# Sun Atlas Cargo...



## backcountryeti (May 21, 2004)

Saw one of these at my local shop today, anyone have one? Any rides on one? Didn't ride it, but damn is it heavy! Planning on a test ride this week just to see how it handles... but crazy heavy! The shop said something like 65lbs! :eekster:


----------



## Bong_Crosby (Oct 10, 2006)

*I just picked one up*

My main ride is a Big Dummy but I'm out in So Cal for eight months and didn't want to drag my Big with me and also didn't want the worry of having a $2000 bike locked outside my apartment. So, I picked up a brand new Sun Titan Cargo from icargobike (Volusion Demo Store) in San Clemente, CA. They have a nice shop and are way cool to talk to - they actually know about ALL the cargo bikes and E-bikes. They have stuff I've never heard or seen of. Really friendly too. But I digress...

I like the the way the Titan handles. It's definitely not a long haul or touring type setup, but for picking up groceries or blasting around town, it's perfect. It's a more upright posture than the BD for sure. I'm 6' 2" and thought the 18" frame would not accommodate me, but it feels just fine.

The components are pretty cheap but they match the price. No quick release for the hubs or seat post. I can't remember the last time I had to wrench a tire off a bike. But not a big deal - throw a crescent wrench in the repair kit. The rims are super wide and the stock tires are a nice ride. I think they're just no-name brand but they're adequate.

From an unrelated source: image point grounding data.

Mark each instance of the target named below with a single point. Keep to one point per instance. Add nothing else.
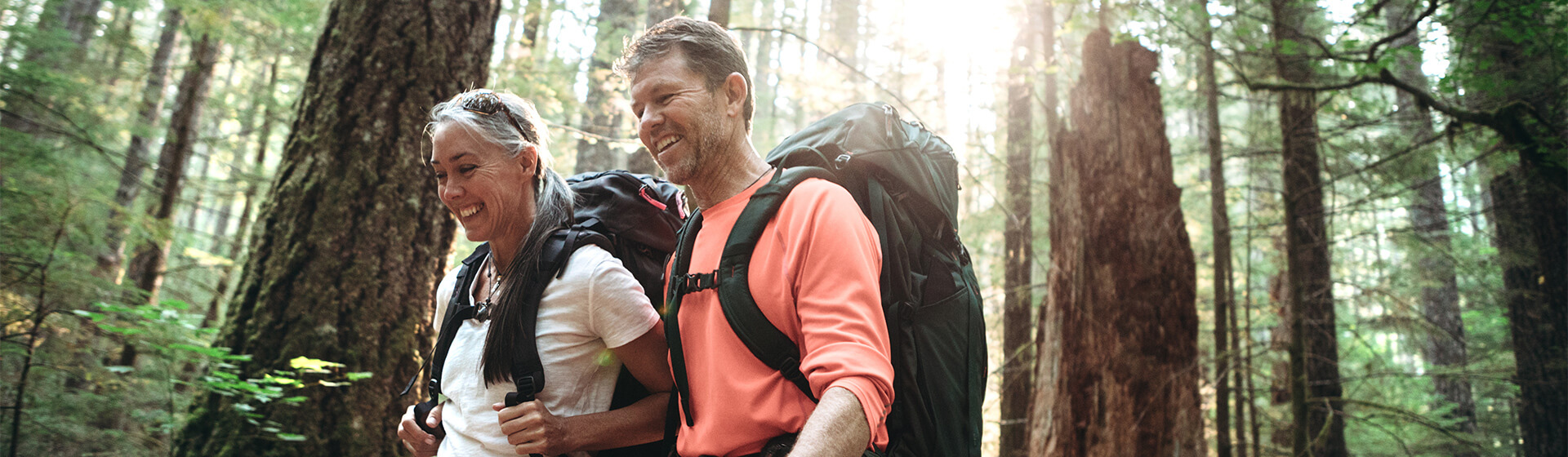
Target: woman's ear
(529, 158)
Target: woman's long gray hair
(552, 209)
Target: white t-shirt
(595, 305)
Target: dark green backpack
(905, 180)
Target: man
(814, 273)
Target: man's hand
(836, 428)
(532, 429)
(414, 438)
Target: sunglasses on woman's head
(487, 102)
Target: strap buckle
(698, 282)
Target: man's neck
(728, 179)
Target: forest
(1288, 228)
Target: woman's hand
(532, 429)
(414, 438)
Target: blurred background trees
(1374, 194)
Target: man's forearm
(836, 428)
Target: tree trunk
(1513, 58)
(146, 266)
(1429, 221)
(252, 182)
(601, 113)
(1528, 204)
(1018, 238)
(1314, 351)
(1220, 224)
(353, 238)
(110, 260)
(1118, 356)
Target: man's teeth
(666, 143)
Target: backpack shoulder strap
(458, 304)
(734, 288)
(528, 370)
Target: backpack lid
(858, 140)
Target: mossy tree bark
(1319, 426)
(353, 237)
(1118, 349)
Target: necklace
(760, 177)
(485, 305)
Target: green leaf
(90, 315)
(311, 365)
(279, 379)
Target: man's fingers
(434, 417)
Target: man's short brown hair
(709, 51)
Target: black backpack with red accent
(905, 180)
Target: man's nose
(649, 119)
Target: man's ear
(736, 91)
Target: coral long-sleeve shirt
(816, 277)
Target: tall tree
(1018, 237)
(1513, 64)
(603, 114)
(1120, 327)
(1429, 221)
(1316, 401)
(146, 268)
(353, 238)
(148, 112)
(1220, 224)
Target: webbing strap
(673, 293)
(458, 308)
(745, 318)
(528, 370)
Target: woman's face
(488, 191)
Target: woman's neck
(502, 251)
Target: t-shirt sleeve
(838, 296)
(618, 308)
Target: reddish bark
(1118, 351)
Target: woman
(494, 174)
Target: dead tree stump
(1118, 351)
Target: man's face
(679, 121)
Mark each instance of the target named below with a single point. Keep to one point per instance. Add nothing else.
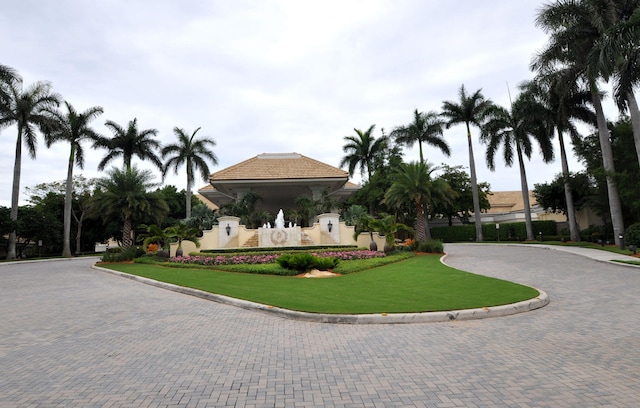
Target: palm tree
(388, 227)
(362, 151)
(617, 52)
(125, 196)
(194, 154)
(72, 127)
(128, 143)
(28, 109)
(564, 102)
(425, 128)
(576, 27)
(514, 130)
(470, 110)
(413, 184)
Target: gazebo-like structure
(278, 178)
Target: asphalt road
(72, 336)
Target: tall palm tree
(363, 150)
(124, 195)
(426, 128)
(563, 103)
(514, 130)
(192, 152)
(413, 184)
(130, 142)
(72, 127)
(28, 109)
(470, 110)
(617, 52)
(576, 27)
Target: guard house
(279, 178)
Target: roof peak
(291, 155)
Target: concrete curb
(379, 318)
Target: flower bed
(268, 258)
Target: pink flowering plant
(237, 259)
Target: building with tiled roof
(278, 178)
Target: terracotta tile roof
(270, 166)
(508, 201)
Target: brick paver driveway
(73, 336)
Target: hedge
(514, 231)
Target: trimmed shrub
(433, 246)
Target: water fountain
(280, 235)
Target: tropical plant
(426, 128)
(576, 29)
(182, 232)
(564, 103)
(193, 153)
(388, 227)
(413, 184)
(470, 110)
(513, 130)
(362, 151)
(71, 127)
(28, 109)
(124, 195)
(460, 182)
(129, 142)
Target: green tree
(460, 182)
(129, 142)
(470, 110)
(125, 196)
(193, 153)
(73, 128)
(389, 227)
(427, 127)
(413, 184)
(576, 28)
(27, 109)
(513, 130)
(564, 102)
(81, 201)
(362, 151)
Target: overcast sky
(269, 76)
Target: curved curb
(378, 318)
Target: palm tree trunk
(574, 230)
(66, 245)
(126, 234)
(422, 232)
(15, 192)
(188, 203)
(609, 168)
(634, 114)
(474, 189)
(525, 194)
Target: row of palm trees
(590, 41)
(36, 108)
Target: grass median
(417, 284)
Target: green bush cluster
(513, 231)
(118, 255)
(304, 262)
(433, 246)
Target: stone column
(329, 228)
(228, 232)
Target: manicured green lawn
(418, 284)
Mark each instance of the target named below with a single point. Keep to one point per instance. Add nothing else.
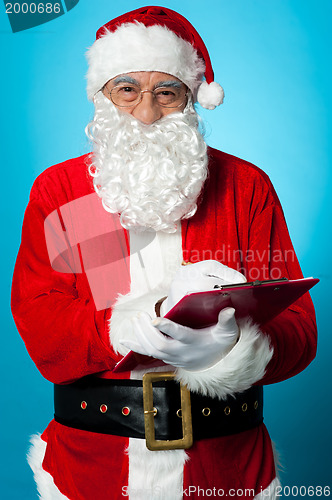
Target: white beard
(151, 175)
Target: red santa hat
(153, 39)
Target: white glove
(199, 277)
(184, 347)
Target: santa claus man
(105, 237)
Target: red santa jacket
(239, 222)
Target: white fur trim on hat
(244, 365)
(135, 47)
(210, 95)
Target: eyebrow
(169, 83)
(126, 79)
(129, 79)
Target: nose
(147, 110)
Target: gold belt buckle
(150, 412)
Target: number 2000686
(33, 8)
(302, 491)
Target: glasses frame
(141, 97)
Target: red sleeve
(293, 333)
(64, 333)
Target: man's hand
(181, 346)
(199, 277)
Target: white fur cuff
(126, 308)
(244, 365)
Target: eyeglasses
(126, 95)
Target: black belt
(116, 407)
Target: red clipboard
(261, 300)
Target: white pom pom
(210, 95)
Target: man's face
(162, 95)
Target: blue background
(273, 59)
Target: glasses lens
(170, 97)
(125, 95)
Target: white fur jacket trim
(244, 365)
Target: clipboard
(261, 300)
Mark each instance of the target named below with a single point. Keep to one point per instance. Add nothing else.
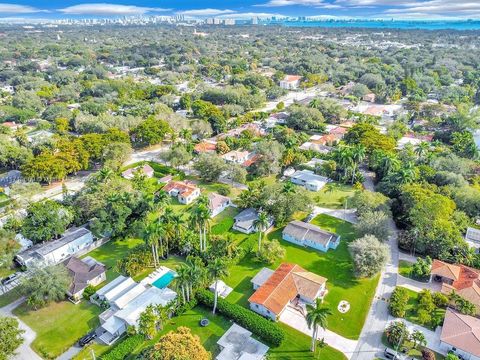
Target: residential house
(55, 251)
(472, 237)
(461, 335)
(309, 180)
(205, 147)
(126, 300)
(237, 344)
(309, 235)
(146, 170)
(290, 82)
(184, 191)
(288, 285)
(464, 280)
(245, 221)
(217, 203)
(84, 272)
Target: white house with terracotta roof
(464, 280)
(146, 170)
(288, 285)
(185, 191)
(217, 203)
(461, 335)
(290, 82)
(309, 235)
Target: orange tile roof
(462, 332)
(288, 281)
(466, 280)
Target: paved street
(294, 319)
(370, 341)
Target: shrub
(89, 291)
(398, 302)
(267, 330)
(428, 354)
(124, 348)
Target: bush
(89, 291)
(124, 348)
(223, 189)
(398, 302)
(428, 354)
(267, 330)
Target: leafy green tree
(369, 255)
(45, 221)
(317, 317)
(150, 132)
(217, 269)
(11, 337)
(45, 285)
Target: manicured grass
(110, 252)
(335, 265)
(9, 297)
(412, 308)
(333, 196)
(404, 268)
(59, 325)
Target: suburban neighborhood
(205, 189)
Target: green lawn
(333, 196)
(59, 325)
(335, 265)
(295, 346)
(412, 307)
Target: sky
(387, 9)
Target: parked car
(9, 279)
(390, 354)
(87, 339)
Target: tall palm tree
(317, 317)
(261, 223)
(216, 270)
(358, 154)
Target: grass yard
(52, 322)
(333, 196)
(335, 265)
(110, 252)
(412, 307)
(295, 346)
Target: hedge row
(124, 348)
(267, 330)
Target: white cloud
(108, 9)
(205, 12)
(279, 3)
(17, 9)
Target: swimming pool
(163, 281)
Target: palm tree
(261, 223)
(217, 269)
(358, 154)
(150, 235)
(317, 317)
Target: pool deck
(157, 274)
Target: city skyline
(236, 9)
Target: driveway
(296, 320)
(24, 352)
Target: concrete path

I don't think it's that heavy. Heavier than the BD but not outta control heavy. It feels really stiff - stiffer than the BD. I think with some quality components, this could be a real solid ride. As I see it right now, I'll keep everything stock and just replace them with higher quality parts as they wear out.

So, yeah, I'd definitely recommend one. Especially if you're looking for an around town cargo hauler, this thing will get the job done without breaking the bank.

Good luck.


----------



## backcountryeti (May 21, 2004)

Thanks for the reply, nice to see that it is fitting the bill for you out west. I checked it out again today, looking over the parts and such... I think I will stick with my Xtracycle for now. Nice to see a company toss out an entry level cargo bike though!


----------



## Bong_Crosby (Oct 10, 2006)

Bong_Crosby said:


> My main ride is a Big Dummy but I'm out in So Cal for eight months and didn't want to drag my Big with me and also didn't want the worry of having a $2000 bike locked outside my apartment. So, I picked up a brand new Sun Titan Cargo from icargobike


My intuition was right. I'm back home in Boise for Thanksgiving and just got a text from my roommate in Cal telling me that thieves cut through two locks to get to my bike. I'm so ****ing pissed. I hate bike thieves! :madmax:


----------



## Bong_Crosby (Oct 10, 2006)

Well, I scored a victory of sorts. I did end up tracking down my bike but the thieves had stripped it to the bare bones.

After the bike was stolen, I'd check craigslist on occasion to see if the bike or pieces popped up. Sure enough, it did. The bike was stolen on Thanksgiving and I saw the ad in early January but I was out of town so I wasn't able to check it out. When I got back, I called the seller and setup a meeting. I looked it over and there were some details that confirmed it was my bike. I left and called the cops. They showed up and after questioning the seller took possession. The bike had probably changed hands multiple times before the seller got his hands on it, so he was no help in tracking down any of the pieces or parts.

So sad, they took a fully functional bike and stripped parts that by themselves are essentially worthless. With the exception of the Basil bags, there's no way they were able to sell the parts for any amount of money. By the time they put in the time and effort of stealing and stripping the bike, they probably ended up losing money.


----------



## kdc1956 (Feb 5, 2010)

I would be really piss if my BD came up missing and if I did see someone on it I feel sorry for them it would be there last day alive.I always say don't mess with my stuff and you can be happy too.


----------



## inoy (Mar 1, 2012)

Bong_Crosby, how much was the initial purchase of the Sun? any progress on the build-up after the theft?


----------